Auto Manufacturer Mitigates Risk Factors of Semiconductor Wearout Life Prediction


Introduction

A major auto manufacturer was concerned with the reliability of semiconductor components that are part of a printed circuit board assembly PCBA housed inside a transmission controller under the hood. The unit is exposed to extreme conditions such as high temperature and humidity from heat generated while running and solar heating while parked. The auto manufacturer requested a wearout life prediction analysis on potential high-risk components.

 

Approach

Ansys Reliability Engineering Services (RES) first ran a reliability analysis using Ansys Sherlock simulations on separate semiconductor components that comprise the PCBA, including several components in different technology nodes. These simulations were used to predict the lifetime of the components by accelerating the rate of failure mechanisms.
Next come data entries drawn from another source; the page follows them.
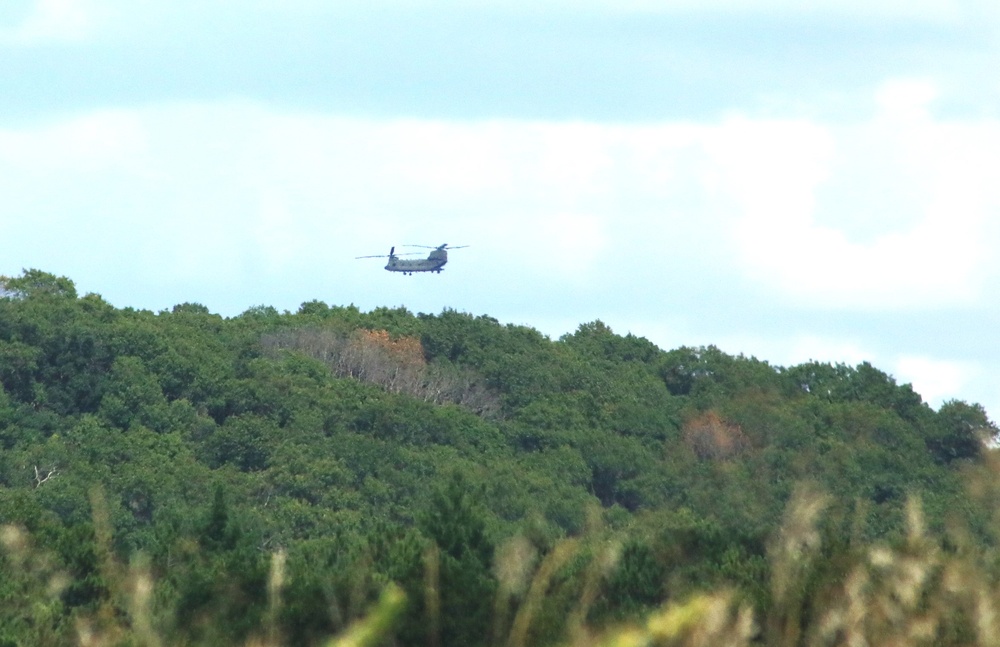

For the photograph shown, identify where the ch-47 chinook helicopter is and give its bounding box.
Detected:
[355,243,468,274]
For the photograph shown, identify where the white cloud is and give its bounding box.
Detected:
[895,355,983,407]
[715,82,1000,308]
[0,0,102,45]
[0,93,1000,309]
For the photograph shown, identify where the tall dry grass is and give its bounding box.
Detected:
[9,456,1000,647]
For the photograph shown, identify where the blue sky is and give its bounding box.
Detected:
[0,0,1000,418]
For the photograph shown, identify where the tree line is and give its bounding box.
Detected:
[0,270,998,645]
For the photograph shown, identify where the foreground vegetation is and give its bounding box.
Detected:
[0,270,1000,646]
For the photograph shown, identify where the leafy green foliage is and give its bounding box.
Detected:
[0,270,998,645]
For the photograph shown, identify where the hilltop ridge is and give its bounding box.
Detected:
[0,270,998,645]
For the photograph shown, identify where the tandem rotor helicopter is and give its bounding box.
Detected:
[355,243,468,274]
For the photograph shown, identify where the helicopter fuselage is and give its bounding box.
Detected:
[385,249,448,274]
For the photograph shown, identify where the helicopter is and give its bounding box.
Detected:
[355,243,468,274]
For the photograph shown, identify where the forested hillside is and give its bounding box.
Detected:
[0,270,1000,647]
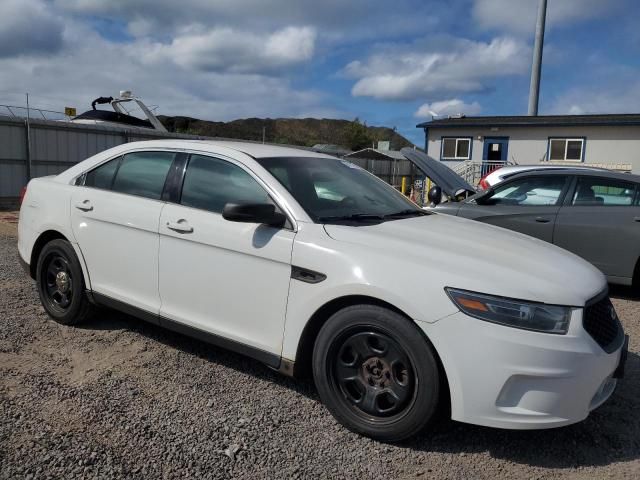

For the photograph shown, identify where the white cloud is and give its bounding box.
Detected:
[344,37,530,100]
[473,0,622,33]
[0,25,339,120]
[54,0,437,42]
[0,0,64,58]
[414,98,482,118]
[551,82,640,115]
[140,27,316,73]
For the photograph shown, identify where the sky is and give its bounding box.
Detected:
[0,0,640,145]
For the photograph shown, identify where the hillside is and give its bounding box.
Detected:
[158,116,413,150]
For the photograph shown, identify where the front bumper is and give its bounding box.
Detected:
[421,308,623,429]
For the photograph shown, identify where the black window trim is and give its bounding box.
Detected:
[562,175,640,208]
[482,172,573,208]
[171,151,298,232]
[73,148,187,202]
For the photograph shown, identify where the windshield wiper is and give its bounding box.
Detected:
[318,213,384,222]
[384,208,428,218]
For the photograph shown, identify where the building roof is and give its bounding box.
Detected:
[416,113,640,128]
[344,148,407,160]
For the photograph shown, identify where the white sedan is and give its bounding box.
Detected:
[19,140,626,441]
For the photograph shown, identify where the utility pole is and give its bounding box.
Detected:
[25,93,33,183]
[527,0,547,116]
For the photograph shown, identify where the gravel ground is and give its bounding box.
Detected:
[0,222,640,480]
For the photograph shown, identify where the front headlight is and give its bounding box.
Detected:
[445,287,571,335]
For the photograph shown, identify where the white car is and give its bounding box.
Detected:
[19,140,626,441]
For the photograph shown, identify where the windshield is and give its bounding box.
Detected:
[257,157,426,223]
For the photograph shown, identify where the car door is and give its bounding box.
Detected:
[71,151,176,314]
[159,154,295,356]
[458,174,568,242]
[554,175,640,283]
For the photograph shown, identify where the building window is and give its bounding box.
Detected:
[549,138,584,162]
[440,137,471,160]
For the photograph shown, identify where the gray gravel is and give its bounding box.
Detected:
[0,223,640,480]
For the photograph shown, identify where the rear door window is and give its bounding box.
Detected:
[84,157,122,190]
[571,177,637,207]
[180,155,272,213]
[112,152,176,200]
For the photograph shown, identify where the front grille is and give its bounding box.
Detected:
[582,297,621,353]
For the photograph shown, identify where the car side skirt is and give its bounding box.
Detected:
[87,292,284,375]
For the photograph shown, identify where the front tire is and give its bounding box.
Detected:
[36,239,94,325]
[313,305,440,442]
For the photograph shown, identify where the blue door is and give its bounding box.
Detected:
[482,137,509,176]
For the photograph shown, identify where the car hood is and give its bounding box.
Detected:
[325,214,607,306]
[400,147,476,197]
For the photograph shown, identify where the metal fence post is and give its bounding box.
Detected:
[24,117,31,183]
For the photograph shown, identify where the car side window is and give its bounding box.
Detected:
[571,177,637,207]
[84,157,122,190]
[111,152,176,200]
[489,175,567,206]
[180,155,272,213]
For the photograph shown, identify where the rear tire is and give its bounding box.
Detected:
[313,305,441,442]
[36,239,95,325]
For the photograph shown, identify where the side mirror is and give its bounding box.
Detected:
[222,203,287,228]
[473,188,495,205]
[427,185,442,207]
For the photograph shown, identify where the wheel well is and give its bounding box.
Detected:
[29,230,68,280]
[294,295,451,414]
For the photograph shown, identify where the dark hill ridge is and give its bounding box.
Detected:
[158,115,413,150]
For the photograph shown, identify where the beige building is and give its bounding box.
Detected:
[417,114,640,173]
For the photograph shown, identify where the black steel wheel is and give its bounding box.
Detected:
[328,326,416,418]
[313,305,440,441]
[41,252,74,313]
[36,239,94,325]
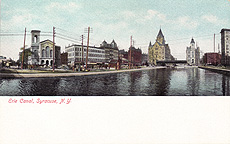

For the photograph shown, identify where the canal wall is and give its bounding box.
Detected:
[0,67,166,78]
[198,66,230,75]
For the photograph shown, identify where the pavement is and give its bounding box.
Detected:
[0,67,166,78]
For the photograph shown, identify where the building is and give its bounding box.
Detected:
[203,53,221,66]
[128,47,142,66]
[28,30,61,66]
[148,29,174,65]
[61,52,68,65]
[100,40,119,63]
[119,49,129,65]
[220,29,230,66]
[186,38,200,65]
[141,53,148,64]
[65,44,105,65]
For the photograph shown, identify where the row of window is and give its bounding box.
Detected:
[42,49,53,58]
[66,47,105,53]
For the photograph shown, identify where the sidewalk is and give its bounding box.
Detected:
[0,67,166,78]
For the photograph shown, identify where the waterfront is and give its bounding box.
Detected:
[0,68,230,96]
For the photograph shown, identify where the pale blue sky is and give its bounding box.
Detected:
[0,0,230,60]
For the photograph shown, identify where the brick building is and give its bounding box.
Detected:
[203,53,221,66]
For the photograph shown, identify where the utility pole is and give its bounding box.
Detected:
[81,35,84,67]
[21,28,26,69]
[86,27,90,69]
[53,27,55,72]
[129,36,133,69]
[214,34,216,52]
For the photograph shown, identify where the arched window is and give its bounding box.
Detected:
[33,35,38,43]
[42,49,45,57]
[50,50,53,57]
[46,46,50,57]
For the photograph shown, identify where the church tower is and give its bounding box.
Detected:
[30,30,41,65]
[156,29,165,45]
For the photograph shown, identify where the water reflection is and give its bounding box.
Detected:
[0,68,230,96]
[222,75,230,96]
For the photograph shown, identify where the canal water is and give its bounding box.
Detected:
[0,68,230,96]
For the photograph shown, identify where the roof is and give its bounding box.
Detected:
[31,30,41,32]
[157,29,164,37]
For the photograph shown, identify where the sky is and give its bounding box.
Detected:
[0,0,230,60]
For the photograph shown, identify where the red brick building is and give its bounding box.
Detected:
[128,47,142,66]
[61,52,68,65]
[203,53,221,66]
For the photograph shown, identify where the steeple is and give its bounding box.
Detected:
[156,29,165,45]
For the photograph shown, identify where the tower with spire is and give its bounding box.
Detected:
[148,28,174,65]
[186,38,200,65]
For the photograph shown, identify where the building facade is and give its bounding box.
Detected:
[141,53,148,64]
[61,52,68,65]
[148,29,174,65]
[128,47,142,66]
[65,44,105,65]
[220,29,230,66]
[186,38,200,65]
[203,53,221,66]
[100,40,119,63]
[28,30,61,66]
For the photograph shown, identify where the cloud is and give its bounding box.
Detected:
[174,16,199,29]
[46,2,80,13]
[202,15,218,24]
[121,9,167,24]
[122,11,136,19]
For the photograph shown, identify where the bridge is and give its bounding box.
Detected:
[157,60,187,66]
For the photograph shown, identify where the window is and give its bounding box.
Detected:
[42,49,45,57]
[50,50,53,57]
[46,46,50,57]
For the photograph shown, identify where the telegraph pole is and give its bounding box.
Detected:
[53,27,55,72]
[86,27,90,69]
[214,34,216,52]
[129,36,133,69]
[21,28,26,69]
[81,35,84,67]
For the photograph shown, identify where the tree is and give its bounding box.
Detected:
[19,47,33,68]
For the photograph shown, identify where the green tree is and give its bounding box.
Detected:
[19,47,33,65]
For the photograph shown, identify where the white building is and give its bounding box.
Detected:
[65,44,105,65]
[220,29,230,65]
[186,38,200,65]
[28,30,61,66]
[100,40,119,63]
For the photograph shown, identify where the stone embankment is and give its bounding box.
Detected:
[0,67,165,78]
[199,66,230,75]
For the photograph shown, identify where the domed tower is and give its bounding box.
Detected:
[156,29,165,45]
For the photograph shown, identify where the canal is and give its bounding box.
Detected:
[0,68,230,96]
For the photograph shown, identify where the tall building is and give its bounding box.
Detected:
[28,30,61,66]
[128,47,142,66]
[220,29,230,66]
[148,29,174,65]
[100,40,119,63]
[65,44,105,65]
[186,38,200,65]
[203,53,221,66]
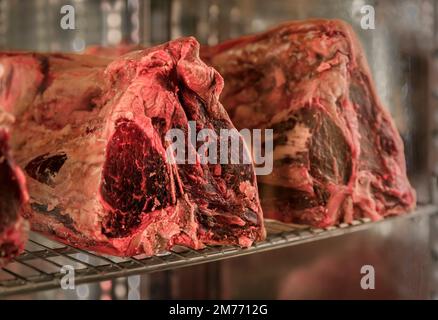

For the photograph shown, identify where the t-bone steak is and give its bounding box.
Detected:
[201,20,415,227]
[0,38,265,256]
[0,110,28,266]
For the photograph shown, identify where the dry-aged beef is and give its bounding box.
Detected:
[0,38,265,256]
[202,20,415,226]
[0,110,28,266]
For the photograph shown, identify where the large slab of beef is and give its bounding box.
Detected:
[0,38,265,256]
[203,20,415,226]
[0,111,28,266]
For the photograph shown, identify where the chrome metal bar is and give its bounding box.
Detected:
[0,205,438,298]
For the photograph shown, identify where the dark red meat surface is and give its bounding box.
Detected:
[0,38,265,256]
[202,20,415,227]
[0,112,28,266]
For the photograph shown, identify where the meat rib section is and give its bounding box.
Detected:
[203,20,415,227]
[0,38,265,256]
[0,112,28,266]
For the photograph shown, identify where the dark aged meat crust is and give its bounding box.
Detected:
[202,20,415,227]
[0,38,265,256]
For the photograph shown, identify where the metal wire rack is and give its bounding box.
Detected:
[0,205,438,298]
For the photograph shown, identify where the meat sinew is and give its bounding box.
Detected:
[0,38,265,256]
[202,20,415,226]
[0,111,28,266]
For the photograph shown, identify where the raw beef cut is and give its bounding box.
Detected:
[201,20,415,227]
[0,111,28,266]
[0,38,265,256]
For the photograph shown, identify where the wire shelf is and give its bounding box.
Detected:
[0,205,438,298]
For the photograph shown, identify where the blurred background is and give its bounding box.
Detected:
[0,0,438,299]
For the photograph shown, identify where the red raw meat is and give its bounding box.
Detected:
[202,20,415,227]
[0,111,29,266]
[0,38,265,256]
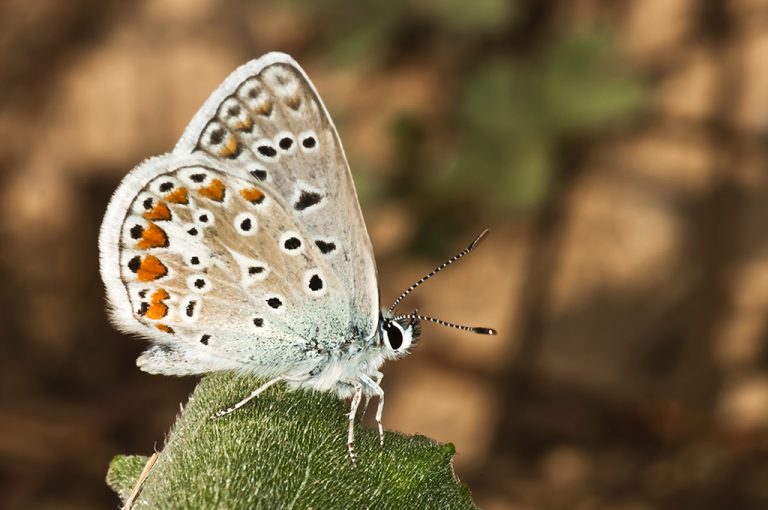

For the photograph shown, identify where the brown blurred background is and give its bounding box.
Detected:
[0,0,768,510]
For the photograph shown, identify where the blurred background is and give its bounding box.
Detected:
[0,0,768,510]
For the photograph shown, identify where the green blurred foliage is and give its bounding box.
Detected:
[444,34,643,208]
[292,0,645,254]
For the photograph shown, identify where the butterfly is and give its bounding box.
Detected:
[99,53,495,463]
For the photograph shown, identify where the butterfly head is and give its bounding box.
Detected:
[379,230,496,358]
[379,308,421,359]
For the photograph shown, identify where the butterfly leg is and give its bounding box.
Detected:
[347,381,363,466]
[213,375,286,418]
[360,372,384,446]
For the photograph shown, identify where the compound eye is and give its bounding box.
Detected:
[384,321,403,351]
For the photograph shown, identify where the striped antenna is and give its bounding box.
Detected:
[395,312,497,335]
[389,229,489,310]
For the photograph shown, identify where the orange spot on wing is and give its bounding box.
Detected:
[197,179,224,202]
[144,202,171,221]
[165,188,189,205]
[136,255,168,282]
[149,289,171,303]
[144,303,168,321]
[136,223,168,250]
[240,188,264,204]
[155,324,174,335]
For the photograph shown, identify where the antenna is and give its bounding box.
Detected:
[389,229,488,310]
[395,312,497,335]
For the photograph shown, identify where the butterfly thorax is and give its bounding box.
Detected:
[286,309,421,398]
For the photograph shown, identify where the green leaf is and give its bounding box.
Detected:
[107,374,474,509]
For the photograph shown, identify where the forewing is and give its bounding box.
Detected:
[100,154,351,375]
[174,53,379,339]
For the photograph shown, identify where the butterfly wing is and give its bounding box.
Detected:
[174,53,379,338]
[100,154,351,375]
[99,54,378,375]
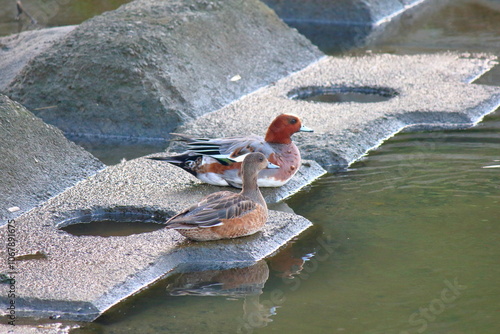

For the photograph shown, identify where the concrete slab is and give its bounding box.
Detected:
[264,0,430,53]
[0,26,76,91]
[0,95,104,225]
[4,0,323,139]
[0,158,311,321]
[173,53,500,170]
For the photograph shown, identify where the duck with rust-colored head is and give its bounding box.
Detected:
[165,153,279,241]
[150,114,312,188]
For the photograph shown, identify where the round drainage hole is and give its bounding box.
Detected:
[59,213,166,237]
[288,86,399,103]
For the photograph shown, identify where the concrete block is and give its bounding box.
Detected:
[264,0,432,53]
[1,0,322,138]
[0,95,104,225]
[170,53,500,170]
[0,158,311,321]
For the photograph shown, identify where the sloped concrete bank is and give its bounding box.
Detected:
[170,53,500,170]
[0,95,105,225]
[264,0,434,54]
[0,0,322,139]
[0,158,311,321]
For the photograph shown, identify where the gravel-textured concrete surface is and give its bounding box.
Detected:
[0,95,104,225]
[1,0,322,138]
[0,158,311,321]
[172,53,500,169]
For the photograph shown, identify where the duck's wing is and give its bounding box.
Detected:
[166,191,258,229]
[173,133,272,159]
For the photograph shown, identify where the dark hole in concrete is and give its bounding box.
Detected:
[58,212,167,237]
[15,251,47,261]
[288,86,399,103]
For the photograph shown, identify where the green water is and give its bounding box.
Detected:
[1,0,500,334]
[71,113,500,334]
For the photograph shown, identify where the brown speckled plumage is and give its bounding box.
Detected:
[166,153,276,241]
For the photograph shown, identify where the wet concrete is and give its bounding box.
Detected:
[264,0,432,53]
[172,53,500,170]
[0,158,311,321]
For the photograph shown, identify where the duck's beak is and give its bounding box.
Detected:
[266,161,280,169]
[299,125,314,132]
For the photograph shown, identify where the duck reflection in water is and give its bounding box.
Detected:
[166,260,276,328]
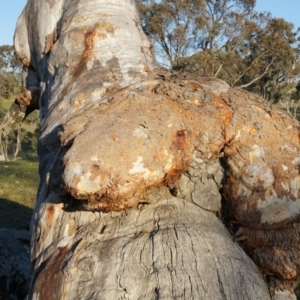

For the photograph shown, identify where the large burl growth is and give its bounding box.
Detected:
[15,0,300,300]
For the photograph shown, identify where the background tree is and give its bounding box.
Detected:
[0,45,22,98]
[2,0,300,300]
[139,0,300,109]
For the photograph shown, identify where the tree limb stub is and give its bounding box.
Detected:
[15,0,300,299]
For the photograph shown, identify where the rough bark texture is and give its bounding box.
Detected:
[15,0,300,300]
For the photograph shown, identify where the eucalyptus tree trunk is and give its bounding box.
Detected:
[15,0,300,300]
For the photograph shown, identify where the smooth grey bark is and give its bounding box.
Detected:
[15,0,300,300]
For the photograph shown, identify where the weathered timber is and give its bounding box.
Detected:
[15,0,300,299]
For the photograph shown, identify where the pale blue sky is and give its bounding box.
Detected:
[0,0,300,45]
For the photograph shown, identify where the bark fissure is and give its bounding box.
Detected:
[11,0,300,300]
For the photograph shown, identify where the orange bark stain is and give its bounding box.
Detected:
[213,95,229,108]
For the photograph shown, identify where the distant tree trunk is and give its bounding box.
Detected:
[15,0,300,300]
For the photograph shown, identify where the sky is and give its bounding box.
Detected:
[0,0,300,46]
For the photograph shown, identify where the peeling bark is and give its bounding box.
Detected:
[15,0,300,299]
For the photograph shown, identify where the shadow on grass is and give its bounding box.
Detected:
[0,197,33,230]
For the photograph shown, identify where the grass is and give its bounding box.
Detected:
[0,159,39,228]
[0,98,39,229]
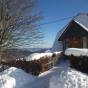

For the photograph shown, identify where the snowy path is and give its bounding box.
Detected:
[23,61,88,88]
[23,61,69,88]
[0,60,88,88]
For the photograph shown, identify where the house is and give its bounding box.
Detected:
[52,13,88,51]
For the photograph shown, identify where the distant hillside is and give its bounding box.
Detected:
[2,48,50,59]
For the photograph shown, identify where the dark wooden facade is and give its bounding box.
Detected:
[59,21,88,50]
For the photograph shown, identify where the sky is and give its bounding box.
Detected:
[38,0,88,48]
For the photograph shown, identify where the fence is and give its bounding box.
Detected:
[1,53,62,75]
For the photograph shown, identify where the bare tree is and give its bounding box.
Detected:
[0,0,42,51]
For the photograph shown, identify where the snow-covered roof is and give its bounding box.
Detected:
[58,13,88,39]
[65,48,88,57]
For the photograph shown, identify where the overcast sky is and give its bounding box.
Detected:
[38,0,88,47]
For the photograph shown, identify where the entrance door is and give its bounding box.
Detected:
[69,37,82,48]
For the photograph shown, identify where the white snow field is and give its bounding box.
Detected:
[65,48,88,56]
[0,60,88,88]
[22,61,88,88]
[0,67,34,88]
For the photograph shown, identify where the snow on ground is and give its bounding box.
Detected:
[23,61,88,88]
[65,48,88,56]
[0,67,34,88]
[0,60,88,88]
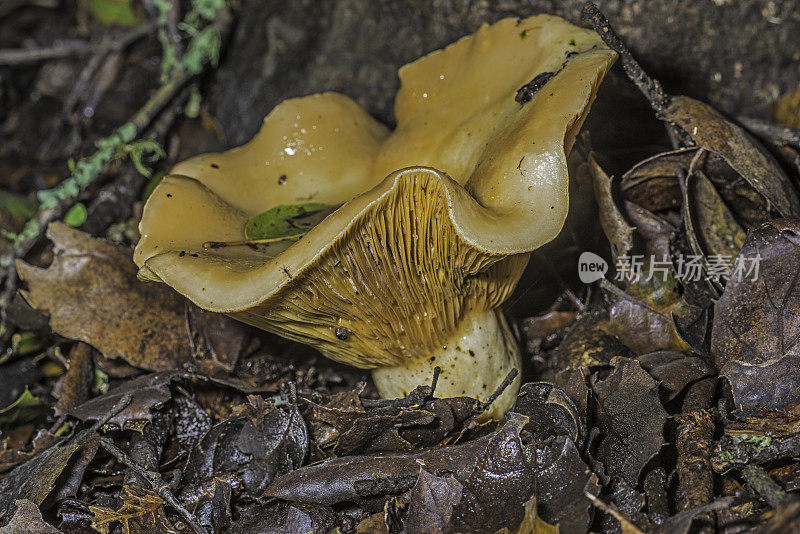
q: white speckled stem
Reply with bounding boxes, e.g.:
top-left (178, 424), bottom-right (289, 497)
top-left (372, 310), bottom-right (522, 419)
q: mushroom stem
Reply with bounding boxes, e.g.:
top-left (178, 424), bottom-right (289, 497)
top-left (372, 310), bottom-right (522, 419)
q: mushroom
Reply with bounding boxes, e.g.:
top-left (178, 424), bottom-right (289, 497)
top-left (134, 15), bottom-right (616, 417)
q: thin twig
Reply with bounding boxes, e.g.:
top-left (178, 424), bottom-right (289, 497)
top-left (742, 464), bottom-right (788, 508)
top-left (0, 10), bottom-right (232, 338)
top-left (475, 367), bottom-right (519, 416)
top-left (581, 2), bottom-right (692, 148)
top-left (428, 365), bottom-right (442, 398)
top-left (0, 24), bottom-right (154, 67)
top-left (581, 2), bottom-right (669, 119)
top-left (92, 393), bottom-right (133, 431)
top-left (100, 438), bottom-right (208, 534)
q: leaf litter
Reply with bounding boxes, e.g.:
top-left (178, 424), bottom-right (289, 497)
top-left (0, 1), bottom-right (800, 534)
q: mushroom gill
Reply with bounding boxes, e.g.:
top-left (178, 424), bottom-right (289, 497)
top-left (134, 15), bottom-right (615, 416)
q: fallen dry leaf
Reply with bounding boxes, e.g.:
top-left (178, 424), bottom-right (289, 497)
top-left (17, 223), bottom-right (191, 371)
top-left (592, 358), bottom-right (667, 487)
top-left (711, 219), bottom-right (800, 427)
top-left (0, 499), bottom-right (60, 534)
top-left (665, 96), bottom-right (800, 217)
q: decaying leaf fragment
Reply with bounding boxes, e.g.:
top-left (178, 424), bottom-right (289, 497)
top-left (67, 371), bottom-right (181, 428)
top-left (0, 430), bottom-right (99, 521)
top-left (17, 223), bottom-right (191, 371)
top-left (592, 358), bottom-right (667, 487)
top-left (89, 485), bottom-right (178, 534)
top-left (0, 499), bottom-right (60, 534)
top-left (665, 96), bottom-right (800, 217)
top-left (711, 219), bottom-right (800, 430)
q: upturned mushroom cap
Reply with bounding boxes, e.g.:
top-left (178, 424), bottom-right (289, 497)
top-left (134, 16), bottom-right (615, 368)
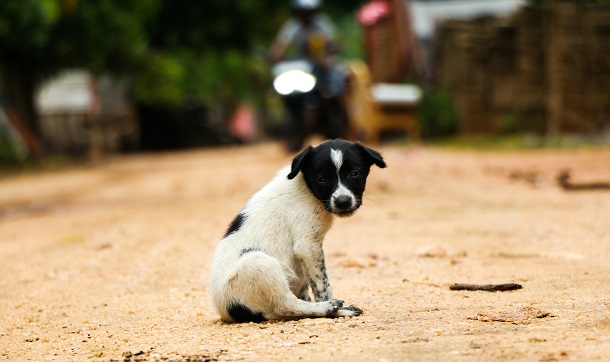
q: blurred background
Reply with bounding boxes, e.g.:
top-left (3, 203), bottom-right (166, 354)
top-left (0, 0), bottom-right (610, 165)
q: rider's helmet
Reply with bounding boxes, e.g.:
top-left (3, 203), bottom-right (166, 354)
top-left (292, 0), bottom-right (321, 11)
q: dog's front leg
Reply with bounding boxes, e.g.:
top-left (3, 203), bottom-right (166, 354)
top-left (294, 242), bottom-right (333, 302)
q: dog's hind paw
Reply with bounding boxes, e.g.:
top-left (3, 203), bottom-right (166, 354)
top-left (326, 299), bottom-right (343, 316)
top-left (337, 304), bottom-right (363, 317)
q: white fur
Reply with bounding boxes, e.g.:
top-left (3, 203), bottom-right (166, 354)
top-left (330, 148), bottom-right (356, 209)
top-left (210, 167), bottom-right (362, 321)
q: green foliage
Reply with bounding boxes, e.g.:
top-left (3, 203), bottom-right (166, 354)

High-risk components were determined based on their process node. These simulations took into account integrated circuit wearout and aging due to electromigration (EM) of interconnects, time dependent dielectric breakdown (TDDB) of dielectric materials and transistor degradation phenomena such as bias temperature instability (BTI) and hot carrier injection (HCI). Component-level reliability analysis was performed on each component, taking into consideration the operating conditions of the integrated circuit and test conditions as demonstrated by the manufacturer. Results (see below) included failure probability and lifetime prediction for each component due to a combination of the mechanisms mentioned above. This analysis helped identify the component(s) in the PCBA that are susceptible to early wearout failure.

 

Recommendation

  • Determine if each component meets the life expectancy of the system.
  •  Identify contributing factors for each component that drives early life failure.
  •  Propose changes in operating conditions/parameters that are likely to mitigate the lifetime reduction.

 

Results

Based on the analysis, the customer was able to predict the components that showed early lifetime degradation and was able to mitigate risks by adjusting factors such as voltage, temperature and duty cycle of operation.